A chilled, creamy drink made of eggs, sugar, and a wine or

spirit. Brandy and sherry flips are two of the better known

kinds.

A flip is a class of mixed drinks. According to the Oxford English Dictionary, the term was first used in 1695 to describe a mixture of beer, rum, and sugar, heated with a red-hot iron ("Thus we live at sea; eat biscuit, and drink flip"). The iron would cause the drink to froth up, and it is from this frothing (or "flipping") that the name was born. Over time, the proportion of eggs and sugar would increase, the beer would gradually be left out, and the drink would cease to be served hot.

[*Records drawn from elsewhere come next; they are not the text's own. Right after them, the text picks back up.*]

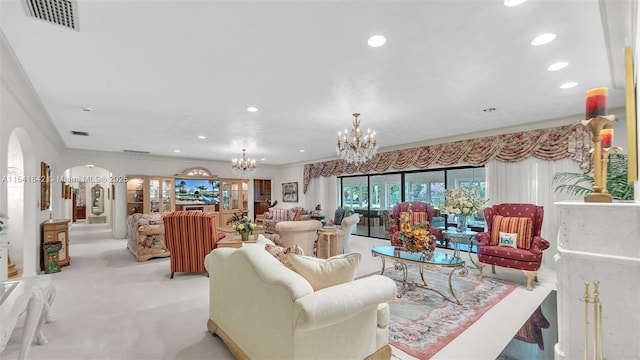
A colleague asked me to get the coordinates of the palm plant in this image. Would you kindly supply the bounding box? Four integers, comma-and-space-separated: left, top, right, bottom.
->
553, 153, 633, 200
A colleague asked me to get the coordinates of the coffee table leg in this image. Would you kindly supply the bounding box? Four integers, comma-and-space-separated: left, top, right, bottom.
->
449, 265, 469, 305
380, 256, 385, 275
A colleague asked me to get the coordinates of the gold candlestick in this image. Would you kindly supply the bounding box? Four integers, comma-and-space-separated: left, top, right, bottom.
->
582, 115, 616, 202
600, 146, 622, 197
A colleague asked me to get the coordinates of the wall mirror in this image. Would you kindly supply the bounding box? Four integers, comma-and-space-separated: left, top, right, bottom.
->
91, 184, 104, 216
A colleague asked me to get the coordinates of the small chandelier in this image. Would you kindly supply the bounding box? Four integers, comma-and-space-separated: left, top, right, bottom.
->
336, 113, 378, 166
231, 149, 256, 178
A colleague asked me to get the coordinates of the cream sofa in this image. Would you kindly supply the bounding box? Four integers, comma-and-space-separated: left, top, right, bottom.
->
205, 236, 396, 360
276, 220, 322, 255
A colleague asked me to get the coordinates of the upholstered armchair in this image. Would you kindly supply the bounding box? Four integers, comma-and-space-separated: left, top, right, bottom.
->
476, 203, 549, 290
389, 201, 442, 245
275, 220, 322, 256
163, 211, 225, 279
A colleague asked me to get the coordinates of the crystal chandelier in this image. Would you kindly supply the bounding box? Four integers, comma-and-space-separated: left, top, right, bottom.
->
231, 149, 256, 178
336, 113, 378, 166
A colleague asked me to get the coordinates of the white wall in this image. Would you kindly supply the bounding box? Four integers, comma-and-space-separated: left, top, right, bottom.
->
0, 31, 64, 276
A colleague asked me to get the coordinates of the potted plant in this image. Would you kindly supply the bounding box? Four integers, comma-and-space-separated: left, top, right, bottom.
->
553, 153, 633, 200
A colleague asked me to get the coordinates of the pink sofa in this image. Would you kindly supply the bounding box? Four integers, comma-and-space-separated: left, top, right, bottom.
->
127, 214, 171, 261
476, 203, 549, 290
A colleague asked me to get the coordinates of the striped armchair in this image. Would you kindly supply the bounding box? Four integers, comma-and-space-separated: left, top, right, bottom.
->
163, 211, 225, 279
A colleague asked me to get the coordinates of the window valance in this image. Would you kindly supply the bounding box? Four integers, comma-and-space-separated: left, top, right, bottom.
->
303, 123, 591, 193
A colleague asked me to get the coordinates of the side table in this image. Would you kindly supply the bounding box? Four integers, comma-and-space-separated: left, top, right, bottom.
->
442, 228, 478, 267
316, 227, 339, 259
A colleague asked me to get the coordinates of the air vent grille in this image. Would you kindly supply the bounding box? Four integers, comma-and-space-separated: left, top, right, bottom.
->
122, 149, 151, 154
23, 0, 79, 30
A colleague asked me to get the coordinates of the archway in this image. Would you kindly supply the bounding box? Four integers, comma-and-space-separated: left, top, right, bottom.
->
7, 128, 40, 276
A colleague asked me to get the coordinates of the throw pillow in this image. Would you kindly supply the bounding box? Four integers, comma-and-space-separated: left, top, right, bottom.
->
490, 215, 533, 250
498, 231, 518, 248
264, 243, 304, 270
289, 253, 362, 291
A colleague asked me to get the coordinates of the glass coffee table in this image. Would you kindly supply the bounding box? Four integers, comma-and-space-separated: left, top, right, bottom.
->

The first bar guide to feature a flip (and to add eggs to the list of ingredients) was Jerry Thomas's 1862 masterpiece How to Mix Drinks; or, The Bon-Vivant's Companion. In this work, Thomas declares that, "The essential in flips of all sorts is to produce the smoothness by repeated pouring back and forward between two vessels and beating up the eggs well in the first instance the sweetening and spices according to taste."[1]

As time went on, the distinction between egg nog (a spirit, egg, cream, sugar, and spice) and a flip (a spirit, egg, sugar, spice, but no cream) was gradually codified in America's bar guides. In recent decades, bar guides have begun to indicate the presence of cream in a flip as optional.